The shop in Shanghai broke a lot of visual barriers by implementing AR technology. Besides the impressive design, with beautiful copper vessel with Chinese stamps, the store allows user to enter news worlds. The glass of the smartphone reveals a whole other dimension.
To create interaction through Augmented Reality technology and make the store in Shanghai probably the most appealing from Starbucks chain all around the world. Also, they wanted to create a totally new brand experience and dramatically increase the level of interaction between users and brand.
You can virtually explore the fantasy world that opens via the AR app. You can watch the roasted coffee beans inside the storage cans and see them being distributed to the pipes of the coffee bars.
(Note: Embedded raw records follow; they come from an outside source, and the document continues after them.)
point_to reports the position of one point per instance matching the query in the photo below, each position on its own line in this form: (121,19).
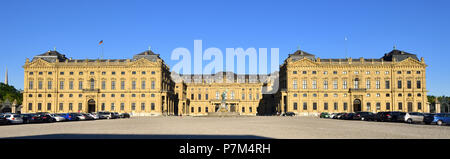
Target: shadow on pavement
(136,136)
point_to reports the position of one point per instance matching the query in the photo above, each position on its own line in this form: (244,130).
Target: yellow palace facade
(144,86)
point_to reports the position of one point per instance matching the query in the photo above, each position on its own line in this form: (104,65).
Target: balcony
(91,90)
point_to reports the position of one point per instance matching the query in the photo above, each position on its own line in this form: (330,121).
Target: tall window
(113,85)
(49,85)
(377,84)
(419,84)
(335,84)
(344,84)
(295,84)
(305,84)
(30,84)
(356,83)
(133,85)
(92,83)
(61,85)
(39,84)
(80,85)
(143,84)
(103,85)
(153,85)
(408,84)
(314,84)
(387,84)
(71,85)
(368,83)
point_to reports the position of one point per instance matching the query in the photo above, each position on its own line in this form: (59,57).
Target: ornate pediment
(39,63)
(303,62)
(409,62)
(142,62)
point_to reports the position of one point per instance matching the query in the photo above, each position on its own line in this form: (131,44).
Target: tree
(10,93)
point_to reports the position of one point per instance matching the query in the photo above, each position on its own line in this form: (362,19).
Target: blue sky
(28,28)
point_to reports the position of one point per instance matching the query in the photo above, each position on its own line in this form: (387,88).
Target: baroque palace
(145,86)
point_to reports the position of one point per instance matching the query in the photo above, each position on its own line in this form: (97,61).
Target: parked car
(338,116)
(3,120)
(104,115)
(412,117)
(324,115)
(124,115)
(289,114)
(57,118)
(348,116)
(367,116)
(68,116)
(13,118)
(439,118)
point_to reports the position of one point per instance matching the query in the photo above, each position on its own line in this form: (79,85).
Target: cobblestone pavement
(226,127)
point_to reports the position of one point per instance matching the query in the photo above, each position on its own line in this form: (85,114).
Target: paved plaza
(226,127)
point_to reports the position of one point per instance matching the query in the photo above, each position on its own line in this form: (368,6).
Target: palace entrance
(91,106)
(357,105)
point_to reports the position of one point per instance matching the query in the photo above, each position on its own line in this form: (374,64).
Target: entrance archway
(91,106)
(356,105)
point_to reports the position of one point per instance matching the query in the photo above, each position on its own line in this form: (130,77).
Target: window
(314,84)
(305,84)
(368,83)
(142,106)
(295,84)
(80,85)
(418,84)
(387,84)
(153,85)
(61,85)
(113,85)
(344,84)
(103,85)
(71,85)
(30,84)
(80,106)
(49,84)
(143,84)
(335,84)
(39,84)
(356,83)
(408,84)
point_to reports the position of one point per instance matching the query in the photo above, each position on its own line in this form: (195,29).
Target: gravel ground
(225,127)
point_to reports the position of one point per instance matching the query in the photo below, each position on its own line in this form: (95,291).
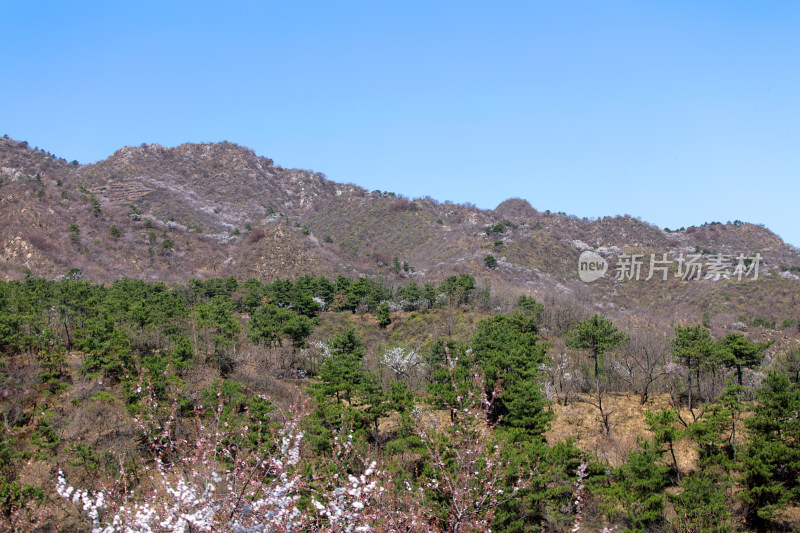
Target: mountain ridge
(219,209)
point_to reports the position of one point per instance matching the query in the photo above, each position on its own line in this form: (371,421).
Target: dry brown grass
(581,420)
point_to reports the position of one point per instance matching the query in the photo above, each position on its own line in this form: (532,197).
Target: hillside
(210,210)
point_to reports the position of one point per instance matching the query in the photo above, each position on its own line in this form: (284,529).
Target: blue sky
(676,112)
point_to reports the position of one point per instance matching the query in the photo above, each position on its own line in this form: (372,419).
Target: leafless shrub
(256,235)
(402,204)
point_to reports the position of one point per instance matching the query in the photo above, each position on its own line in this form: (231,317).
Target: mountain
(211,210)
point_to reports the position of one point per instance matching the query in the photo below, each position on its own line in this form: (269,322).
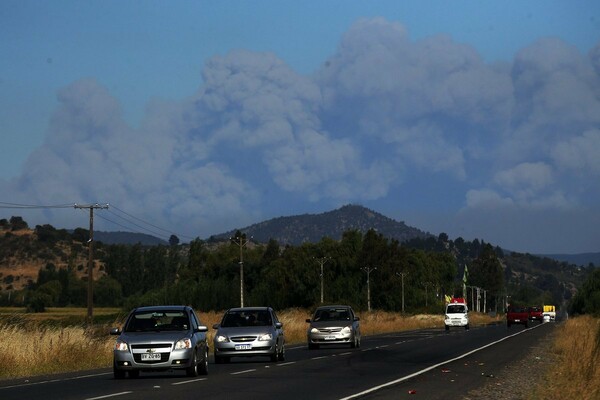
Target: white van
(457,314)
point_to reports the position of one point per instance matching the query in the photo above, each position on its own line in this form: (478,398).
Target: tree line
(206,274)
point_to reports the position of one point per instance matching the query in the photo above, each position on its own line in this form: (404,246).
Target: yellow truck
(549,313)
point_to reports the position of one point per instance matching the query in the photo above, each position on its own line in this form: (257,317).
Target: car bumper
(232,349)
(330,338)
(176,359)
(456,322)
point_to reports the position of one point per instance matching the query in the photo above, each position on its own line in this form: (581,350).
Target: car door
(278,326)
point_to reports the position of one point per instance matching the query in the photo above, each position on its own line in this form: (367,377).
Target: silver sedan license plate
(150,356)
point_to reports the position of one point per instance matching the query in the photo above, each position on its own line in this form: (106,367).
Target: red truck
(536,314)
(517,315)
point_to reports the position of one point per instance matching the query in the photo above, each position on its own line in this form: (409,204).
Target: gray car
(249,332)
(160,338)
(335,324)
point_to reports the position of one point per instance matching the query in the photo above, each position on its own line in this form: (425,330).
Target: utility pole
(402,275)
(368,271)
(91,207)
(322,262)
(241,241)
(426,284)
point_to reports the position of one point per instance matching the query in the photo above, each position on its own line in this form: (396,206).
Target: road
(433,363)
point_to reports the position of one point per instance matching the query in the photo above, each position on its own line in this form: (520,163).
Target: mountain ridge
(311,228)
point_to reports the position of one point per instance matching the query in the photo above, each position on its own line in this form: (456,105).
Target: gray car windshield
(333,314)
(246,318)
(158,321)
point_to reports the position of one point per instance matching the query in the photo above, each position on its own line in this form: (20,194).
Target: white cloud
(526,178)
(382,114)
(580,153)
(486,199)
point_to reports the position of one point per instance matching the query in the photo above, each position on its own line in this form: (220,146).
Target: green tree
(587,299)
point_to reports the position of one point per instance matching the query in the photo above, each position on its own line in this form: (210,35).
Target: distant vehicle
(249,332)
(160,338)
(517,315)
(457,314)
(336,324)
(536,314)
(549,312)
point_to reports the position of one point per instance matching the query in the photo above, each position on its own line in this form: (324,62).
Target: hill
(311,228)
(583,259)
(127,238)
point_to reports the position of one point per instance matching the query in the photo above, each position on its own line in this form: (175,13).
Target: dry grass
(576,372)
(30,350)
(35,344)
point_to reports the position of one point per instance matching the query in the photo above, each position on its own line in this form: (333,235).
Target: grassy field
(576,372)
(58,340)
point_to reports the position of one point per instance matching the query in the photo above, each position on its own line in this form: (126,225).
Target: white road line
(243,372)
(108,396)
(27,383)
(190,381)
(404,378)
(288,363)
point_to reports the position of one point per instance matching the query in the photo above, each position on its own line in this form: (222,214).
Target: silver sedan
(249,332)
(335,324)
(160,338)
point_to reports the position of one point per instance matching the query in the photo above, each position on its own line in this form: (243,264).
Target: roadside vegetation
(59,341)
(575,374)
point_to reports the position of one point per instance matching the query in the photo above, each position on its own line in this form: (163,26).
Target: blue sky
(478,119)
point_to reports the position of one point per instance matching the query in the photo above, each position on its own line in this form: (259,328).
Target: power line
(7,205)
(145,222)
(33,206)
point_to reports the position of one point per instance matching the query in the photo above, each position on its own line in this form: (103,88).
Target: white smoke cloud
(382,113)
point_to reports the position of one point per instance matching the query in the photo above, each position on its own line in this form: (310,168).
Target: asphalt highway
(427,364)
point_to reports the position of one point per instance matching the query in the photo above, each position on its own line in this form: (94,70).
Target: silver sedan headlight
(222,339)
(121,346)
(183,344)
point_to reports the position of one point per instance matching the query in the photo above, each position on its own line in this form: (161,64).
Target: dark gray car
(249,332)
(160,338)
(335,324)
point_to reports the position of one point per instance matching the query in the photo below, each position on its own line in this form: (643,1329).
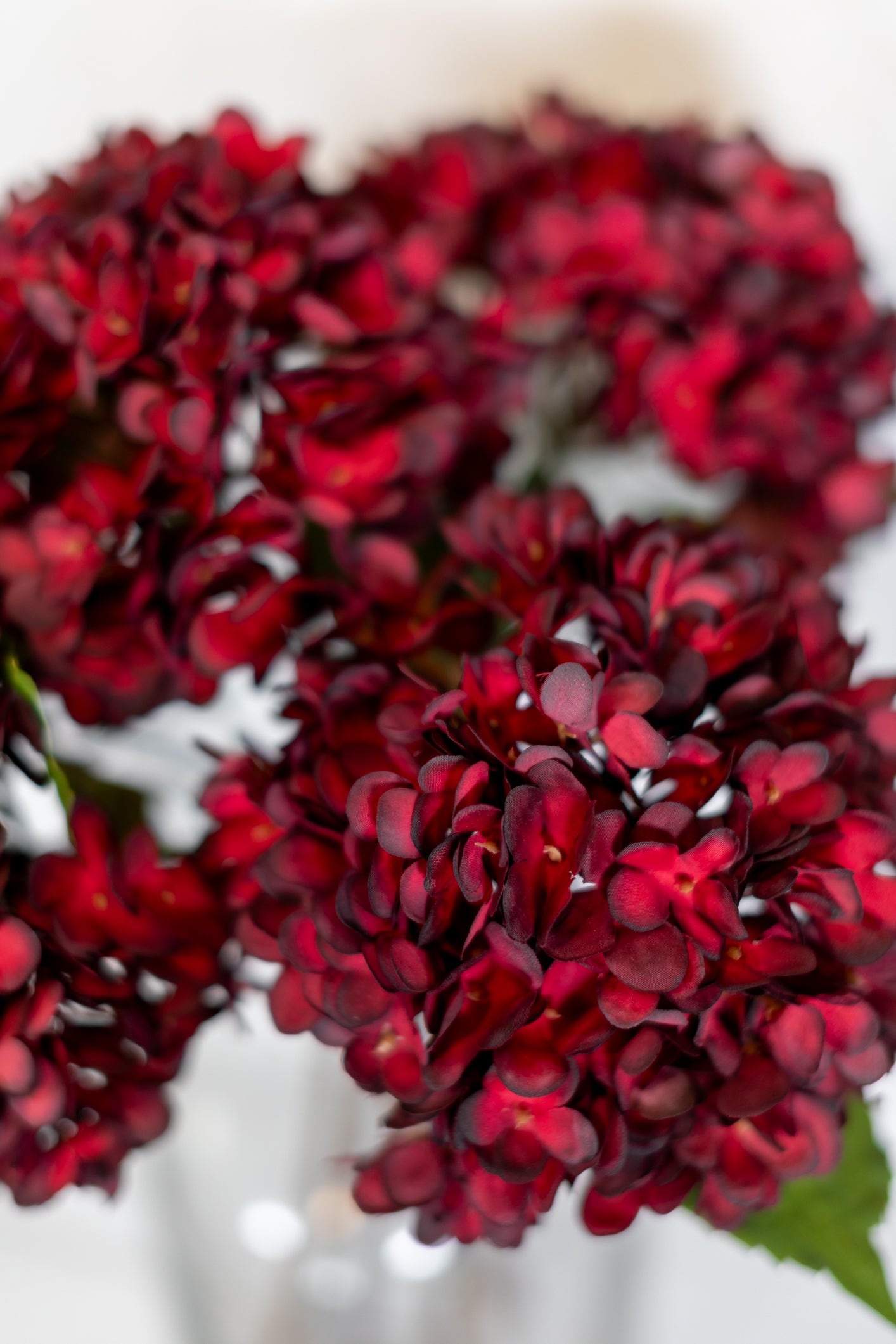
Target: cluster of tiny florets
(580,851)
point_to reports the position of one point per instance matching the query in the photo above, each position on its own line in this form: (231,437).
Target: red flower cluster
(613,904)
(109,963)
(720,285)
(580,851)
(371,346)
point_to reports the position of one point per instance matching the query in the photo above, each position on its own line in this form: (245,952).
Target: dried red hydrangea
(183,321)
(611,905)
(719,284)
(580,851)
(109,963)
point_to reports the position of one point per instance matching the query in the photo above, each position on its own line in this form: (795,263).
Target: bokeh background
(237,1229)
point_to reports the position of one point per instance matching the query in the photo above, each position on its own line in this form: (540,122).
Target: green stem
(22,684)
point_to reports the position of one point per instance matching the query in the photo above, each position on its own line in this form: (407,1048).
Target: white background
(171,1262)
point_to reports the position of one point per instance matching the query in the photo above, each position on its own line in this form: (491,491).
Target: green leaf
(825,1222)
(122,807)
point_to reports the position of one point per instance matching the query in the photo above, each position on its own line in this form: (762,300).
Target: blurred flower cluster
(582,851)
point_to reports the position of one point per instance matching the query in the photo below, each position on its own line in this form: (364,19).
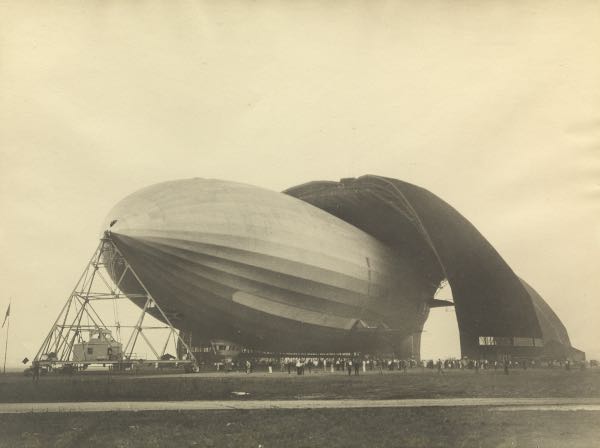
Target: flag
(6,315)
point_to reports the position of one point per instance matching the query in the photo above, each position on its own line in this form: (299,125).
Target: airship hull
(266,270)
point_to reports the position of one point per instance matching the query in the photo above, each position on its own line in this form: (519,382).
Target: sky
(493,106)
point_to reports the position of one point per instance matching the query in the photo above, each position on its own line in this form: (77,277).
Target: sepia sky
(494,106)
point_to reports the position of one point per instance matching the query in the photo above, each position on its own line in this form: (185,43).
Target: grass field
(390,385)
(406,427)
(395,427)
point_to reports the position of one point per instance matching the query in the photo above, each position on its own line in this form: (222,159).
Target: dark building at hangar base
(349,266)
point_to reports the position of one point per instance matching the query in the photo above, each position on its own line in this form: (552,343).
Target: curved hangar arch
(495,309)
(328,267)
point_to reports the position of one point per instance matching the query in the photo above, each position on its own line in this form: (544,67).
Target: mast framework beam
(57,347)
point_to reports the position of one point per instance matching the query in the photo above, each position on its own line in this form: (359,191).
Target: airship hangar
(324,267)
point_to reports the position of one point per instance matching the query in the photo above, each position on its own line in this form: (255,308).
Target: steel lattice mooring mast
(80,336)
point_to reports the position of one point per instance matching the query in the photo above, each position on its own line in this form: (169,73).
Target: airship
(349,266)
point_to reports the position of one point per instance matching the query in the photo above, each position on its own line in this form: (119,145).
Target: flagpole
(6,342)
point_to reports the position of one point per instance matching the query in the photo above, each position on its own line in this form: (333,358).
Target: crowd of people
(353,365)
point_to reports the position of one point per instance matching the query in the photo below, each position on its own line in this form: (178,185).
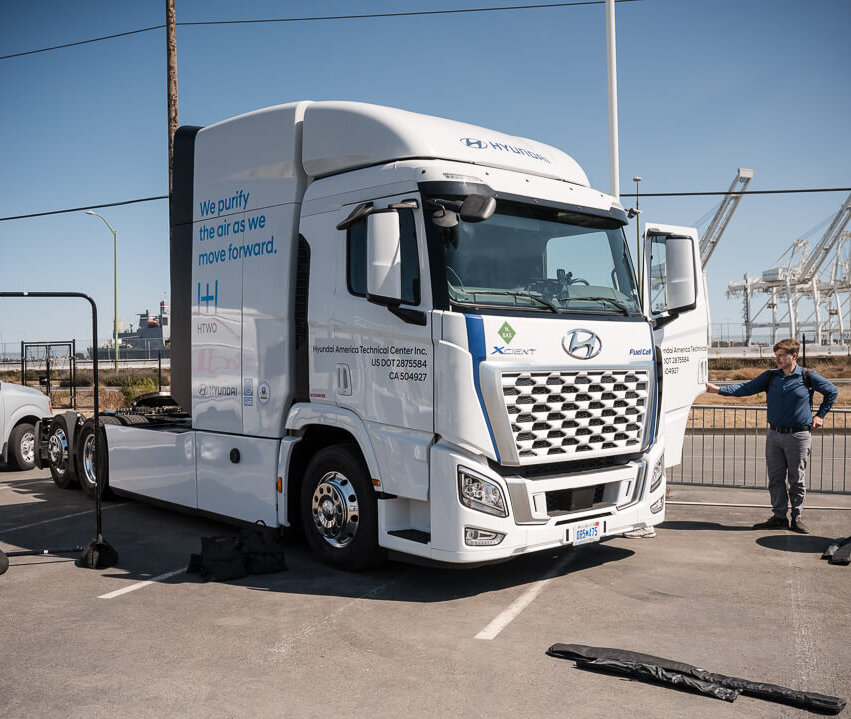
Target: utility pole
(171,50)
(611,56)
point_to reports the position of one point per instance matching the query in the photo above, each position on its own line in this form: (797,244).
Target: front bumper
(544,512)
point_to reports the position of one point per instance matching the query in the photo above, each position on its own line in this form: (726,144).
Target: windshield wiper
(622,307)
(528,295)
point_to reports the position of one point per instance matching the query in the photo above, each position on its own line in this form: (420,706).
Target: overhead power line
(318,18)
(727,192)
(641,194)
(82,42)
(405,14)
(87,207)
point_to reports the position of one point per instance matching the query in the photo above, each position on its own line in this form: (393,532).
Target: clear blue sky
(704,88)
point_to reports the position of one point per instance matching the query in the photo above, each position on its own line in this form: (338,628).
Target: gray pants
(786,456)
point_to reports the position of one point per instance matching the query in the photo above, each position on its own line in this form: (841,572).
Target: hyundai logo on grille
(582,344)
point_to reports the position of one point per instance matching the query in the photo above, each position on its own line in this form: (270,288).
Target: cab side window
(356,258)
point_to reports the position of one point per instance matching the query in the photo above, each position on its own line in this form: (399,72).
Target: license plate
(587,532)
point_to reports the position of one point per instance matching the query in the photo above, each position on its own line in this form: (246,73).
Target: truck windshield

Also, if really want to dig deeper inside the roastery process, you can read via the app about the road of coffee from the newly roasted bean to you cup of coffee freshly served. So, the amazing world of a Roastery process is bravely revealed to you through the app.
“It’s like Alice in Wonderland meets Willy Wonka,” said Emily Chang, senior vice president and chief marketing officer for Starbucks, China. “It’s one thing to imagine a fully integrated in-store and digital experience, which brings together the impressive scale of the Shanghai Roastery with the highest quality small-lot coffee beans. It’s quite another to watch the AR experience get built, and come to life.”
The moment you enter the coffee shop you are invited to download the Roastery’s app and to explore the drinking coffee experience at a whole another level.
The users learned that from the moment they point their mobile phones to the roastery installation, they start their digital tour. There’s also a reward mechanism for those ones that persevere in exploring the secrets of a coffee roastery. Along the adventurous way of coffee discovery, they can win badges and at the end of the journey a special social media filter – a custom Roastery layout.
Users can scan different part of the store as a way to engage with the AR features. Then the app delivers fun visuals, information about products, even details about the roasting process.
“We wanted to create a completely new brand experience for our customers,” said Chang. “Because you know, coffee is already such a deeply sensorial experience, even before the first sip: from hearing the unmistakable sound of beans being freshly ground, to inhaling that rich aroma and sipping your perfect blend, brewed just right. We wanted to take that customer experience even further.”
There is also the option of scanning the QR code inserted around the roasting installation that reveal encrypted information, invisible for the human eye. The users can also put the order from any corner of the location via their smartphones. Just to let the smell of good coffee keep alive the spell, the designers thought about how to make it easier for everyone and avoid staying in line to order.
So, the customers can pay on the spot to the baristas that roam on the floor and pay when their order is ready.
Same here – if the visitors are curious about how the coffee is prepared by a barista, they should hold their phone up to one of the icons on the ceiling to access the virtual world.
“With AR, we are able to go beyond educating, enabling and engaging, to empowering our customers to experience the space on their own terms,” said Chang.
The Starbucks Roastery has been enabled with an online store powered by Alibaba where the users can order a coffee tour or special branded Starbucks products and coffee varieties.